A SIC exibiu uma reportagem para aferir as diferenças entre os hábitos, regalias e outras nuances entre a classe política portuguesa e dinamarquesa. Como seria de esperar, as diferenças são abissais.
Não contesto o teor da reportagem da SIC e reconheço o interesse informativo e jornalístico da questão. É também um papel da comunicação social dar a conhecer a realidade de outros países e, se o fizer de forma comparada, o impacto mediático é sempre maior.
Mesmo antes de ver a reportagem em apreço, há coisas que já deveríamos saber que distinguem Portugal e a Dinamarca.
A Dinamarca tem metade da área e da população portuguesa, tem mais 13 anos de União Europeia que Portugal, está fora da Eurozona, tem um PIB per capita superior em 60%, rege-se por uma monarquia constitucional e, mais importante que tudo, a mentalidade, a cultura e o civismo é completamente distinta da realidade portuguesa.
Mais que quaisquer dados estatísticos, demográficos ou de outro cariz, a questão mais importante é a da mentalidade, do civismo, da cultura.
Assim, não basta comparar os excelentes exemplos dos políticos dinamarqueses com a maioria das tristes realidades da classe política portuguesa.
Para aferir as reais diferenças seria necessário uma segunda reportagem onde se mostrasse as diferenças entre alguns comuns mortais portugueses e dinamarqueses.
Nessa altura poderíamos verificar que os dinamarqueses orgulham-se de ser um dos países do mundo, sim do mundo, onde os níveis de corrupção são mais baixos.

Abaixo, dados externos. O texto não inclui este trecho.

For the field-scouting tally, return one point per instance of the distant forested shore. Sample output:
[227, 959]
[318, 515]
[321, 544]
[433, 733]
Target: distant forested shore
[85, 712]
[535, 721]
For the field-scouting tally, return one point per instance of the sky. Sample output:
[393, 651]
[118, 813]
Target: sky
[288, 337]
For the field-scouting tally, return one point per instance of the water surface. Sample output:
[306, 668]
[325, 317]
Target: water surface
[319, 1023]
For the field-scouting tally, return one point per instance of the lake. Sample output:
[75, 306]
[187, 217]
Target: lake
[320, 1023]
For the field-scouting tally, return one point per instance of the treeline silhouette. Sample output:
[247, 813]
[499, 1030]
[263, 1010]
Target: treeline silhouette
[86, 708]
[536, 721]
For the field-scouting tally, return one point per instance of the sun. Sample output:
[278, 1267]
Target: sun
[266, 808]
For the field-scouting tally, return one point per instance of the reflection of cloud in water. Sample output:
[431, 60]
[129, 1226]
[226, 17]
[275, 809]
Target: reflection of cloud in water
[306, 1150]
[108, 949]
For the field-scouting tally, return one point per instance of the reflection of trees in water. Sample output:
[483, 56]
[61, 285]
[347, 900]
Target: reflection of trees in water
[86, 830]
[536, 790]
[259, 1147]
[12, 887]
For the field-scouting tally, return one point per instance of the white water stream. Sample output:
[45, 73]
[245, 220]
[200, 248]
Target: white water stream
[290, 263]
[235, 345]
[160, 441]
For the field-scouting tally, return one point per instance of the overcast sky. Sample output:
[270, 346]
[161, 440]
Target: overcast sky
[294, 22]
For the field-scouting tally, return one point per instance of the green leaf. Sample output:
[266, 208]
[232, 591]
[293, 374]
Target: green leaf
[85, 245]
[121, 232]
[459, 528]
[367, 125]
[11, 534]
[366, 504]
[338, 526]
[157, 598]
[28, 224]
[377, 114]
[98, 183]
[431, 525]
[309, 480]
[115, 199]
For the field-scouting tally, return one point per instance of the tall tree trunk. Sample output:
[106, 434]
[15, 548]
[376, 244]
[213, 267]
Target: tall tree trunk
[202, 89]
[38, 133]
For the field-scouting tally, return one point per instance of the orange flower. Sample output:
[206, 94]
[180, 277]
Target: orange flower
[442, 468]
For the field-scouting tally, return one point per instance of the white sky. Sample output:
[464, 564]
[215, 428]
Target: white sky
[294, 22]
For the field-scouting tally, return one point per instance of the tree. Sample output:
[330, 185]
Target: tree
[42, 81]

Concluíamos que o cidadão normal dinamarquês não promove a fuga fiscal; Não pensa, porque não compensa, reformar-se antes dos 67 anos; Tem uma consciência ambiental muito acima da média europeia; Respeita as regras e as leis a que está sujeito; Promove a meritocracia em detrimento da política de antiguidade e direitos adquiridos; Tem tanto de informal nas relações sociais como de responsabilidade, responsabilização e brio profissional; É respeitador dos horários entre muitas outras características típicas dos povos do norte da Europa.
Não quero dizer com isto que o português é só defeitos; longe disso. Temos, e de que muito me orgulho, muitas qualidades e pessoas com muito para dar ao país, para o modernizar, para poder contribuir para uma mudança de mentalidade que nos torne num país melhor, mais justo, mais equilibrado.
Apenas escrevo estas linhas para enfatizar a necessidade de comparar, não só a classe que governa, mas também a classe dos governados, para podermos apontar, acusar, seguir, rejeitar ou seja o que for, os exemplos vindos do exterior. Um país não é apenas um telhado político que alberga o restante edifício; é toda uma estrutura de tijolos que suporta esse telhado, fundada nos alicerces de uma cultura, de uma vivência de séculos, de uma identidade nacional. E quanto mais fortes, sérios, justos e cumpridores sejam os tijolos, mais poderemos esperar daqueles que estão no telhado.
Costuma-se dizer que "os exemplos vêm de cima", mas eu prefiro dizer que de "pequenino se torce o pepino" ou mesmo "o que se aprende no berço, dura até à sepultura". Ou, citando a própria peça da SIC "esquecemo-nos, com frequência, que, em democracia, os eleitos são o reflexo daqueles que os elegem."